Los socialstas garantizan la investidura de Íñigo Urkullu y ocuparán tres carteras
21 nov 2016 . Actualizado a las 07:46 h.El PNV y el PSOE del País Vasco cerraron ayer un acuerdo político por el cual los socialistas votarán a favor de la investidura del nacionalista Íñigo Urkullu como nuevo lendakari y formarán un Gobierno de coalición en Vitoria. El pacto se produce 29 años después de que, en 1987, los socialistas renunciaran a encabezar el Ejecutivo vasco pese a ser el partido con mayor número de escaños (19) y apoyaran al candidato del PNV (17 diputados), José Antonio Ardanza, como presidente. Aquella coalición duró once años, hasta 1998.
Tres lustros después, ese acuerdo se repite, aunque ahora la relación de fuerzas entre ambos partidos sea muy distinta, dado que el PNV (28) triplica holgadamente a los socialistas (9) en número de diputados.

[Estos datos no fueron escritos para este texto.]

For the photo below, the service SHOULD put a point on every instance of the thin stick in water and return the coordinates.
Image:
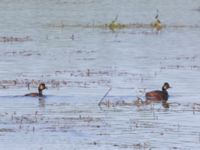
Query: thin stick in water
(104, 96)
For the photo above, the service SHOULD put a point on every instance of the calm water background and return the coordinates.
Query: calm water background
(80, 63)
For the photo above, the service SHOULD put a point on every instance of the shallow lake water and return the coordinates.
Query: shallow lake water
(65, 44)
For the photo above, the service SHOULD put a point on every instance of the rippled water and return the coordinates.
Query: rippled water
(66, 45)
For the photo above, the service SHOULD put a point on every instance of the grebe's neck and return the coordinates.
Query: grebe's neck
(40, 92)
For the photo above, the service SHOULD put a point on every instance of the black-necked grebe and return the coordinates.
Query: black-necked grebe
(41, 87)
(158, 95)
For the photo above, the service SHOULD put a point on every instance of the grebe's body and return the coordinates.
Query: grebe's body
(41, 87)
(158, 95)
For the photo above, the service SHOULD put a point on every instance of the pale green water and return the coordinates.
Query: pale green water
(79, 71)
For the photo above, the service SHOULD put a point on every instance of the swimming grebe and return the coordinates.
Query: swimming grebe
(41, 87)
(158, 95)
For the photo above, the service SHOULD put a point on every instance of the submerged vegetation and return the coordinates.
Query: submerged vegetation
(113, 25)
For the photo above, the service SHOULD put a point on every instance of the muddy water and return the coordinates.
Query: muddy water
(66, 45)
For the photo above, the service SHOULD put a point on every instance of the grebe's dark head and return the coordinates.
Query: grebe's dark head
(41, 87)
(166, 86)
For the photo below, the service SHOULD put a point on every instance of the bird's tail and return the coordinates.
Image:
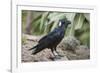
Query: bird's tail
(33, 47)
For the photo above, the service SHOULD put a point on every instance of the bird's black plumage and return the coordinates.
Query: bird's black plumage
(52, 39)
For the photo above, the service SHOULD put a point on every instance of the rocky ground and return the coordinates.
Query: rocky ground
(70, 48)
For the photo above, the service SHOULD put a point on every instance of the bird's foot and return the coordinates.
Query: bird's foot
(60, 55)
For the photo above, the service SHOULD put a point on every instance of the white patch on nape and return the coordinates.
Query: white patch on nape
(59, 23)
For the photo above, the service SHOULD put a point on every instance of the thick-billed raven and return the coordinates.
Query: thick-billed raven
(52, 39)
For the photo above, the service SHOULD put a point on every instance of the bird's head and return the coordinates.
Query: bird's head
(64, 22)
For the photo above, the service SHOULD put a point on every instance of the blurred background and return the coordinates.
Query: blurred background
(36, 24)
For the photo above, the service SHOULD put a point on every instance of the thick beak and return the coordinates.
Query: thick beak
(69, 22)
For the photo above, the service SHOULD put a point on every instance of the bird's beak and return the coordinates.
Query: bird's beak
(69, 22)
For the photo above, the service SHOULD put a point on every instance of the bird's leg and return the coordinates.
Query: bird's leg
(57, 52)
(54, 53)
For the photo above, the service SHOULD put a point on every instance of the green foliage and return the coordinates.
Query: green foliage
(44, 22)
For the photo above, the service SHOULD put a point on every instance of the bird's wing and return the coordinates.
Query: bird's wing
(49, 36)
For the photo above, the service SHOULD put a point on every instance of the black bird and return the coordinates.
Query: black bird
(52, 39)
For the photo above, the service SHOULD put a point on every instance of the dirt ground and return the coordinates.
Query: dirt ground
(80, 52)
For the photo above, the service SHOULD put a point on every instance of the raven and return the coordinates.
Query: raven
(51, 40)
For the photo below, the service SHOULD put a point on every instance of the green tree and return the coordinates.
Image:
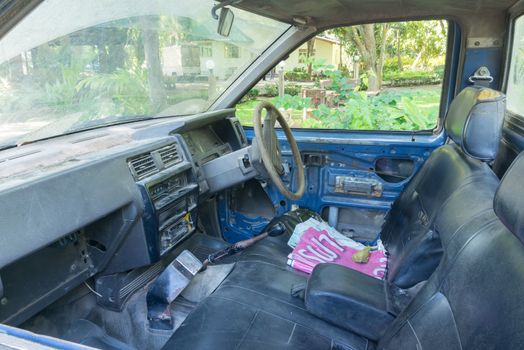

Elección por mayoría simple
PNV y PSOE anunciaron ayer el pacto entre «los máximos dirigentes» de ambas formaciones sobre la base de «un preacuerdo programático y de «estructura de gobierno» que será ratificado hoy, aunque fuentes de ambos partidos adelantaron que los socialistas dispondrán de tres carteras (posiblemente, Vivienda, Turismo y Trabajo) en un Gobierno presidido por Íñigo Urkullu. El PNV tendrá ocho consejeros.
El último precedente de un Gobierno de coalición entre socialistas y nacionalistas vascos se produjo en 1996, en un tripartito en el que también participó Eusko Akartasuna, pero ese pacto se rompió en 1998 con la salida del Gobierno de los tres consejeros socialistas tras el llamado Pacto de Estella, por el que el PNV acordó con Herri Batasuna y el resto de las fuerzas nacionalistas abrir un «proceso de diálogo y negociación» con la organización terrorista ETA.
Tras el acuerdo alcanzado ayer, Urkullu será reelegido presidente vasco con 37 votos, 28 de su partido y 9 del PSE-EE, de los 75 que conforman el Parlamento, lo que le permitirá superar la investidura en segunda votación por mayoría simple.
Ese acuerdo no alcanza, sin embargo, la mayoría absoluta de la Cámara, fijada en 38 escaños, lo que obligará al nuevo Gobierno a buscar aliados para sacar adelante las leyes que pretende aprobar, incluidos los Presupuestos del 2017. Aunque en principio la intención de Urkullu es pactar con el PP aquello que afecte a la política económica y con los nacionalistas de EH Bildu o con Elkarrekin Podemos lo que tenga que ver con el autogobierno, la alianza con los socialistas vascos hará más complicada esa geometría variable, ya que al PSE no le interesa aparecer como socio ni de los populares ni de Podemos.
La gestora del PSOE no se pronunciará oficialmente sobre el acuerdo, que tendrá como ejes el empleo, el desarrollo económico, los servicios públicos, la paz, la convivencia y el autogobierno vasco, hasta que conozca su contenido concreto.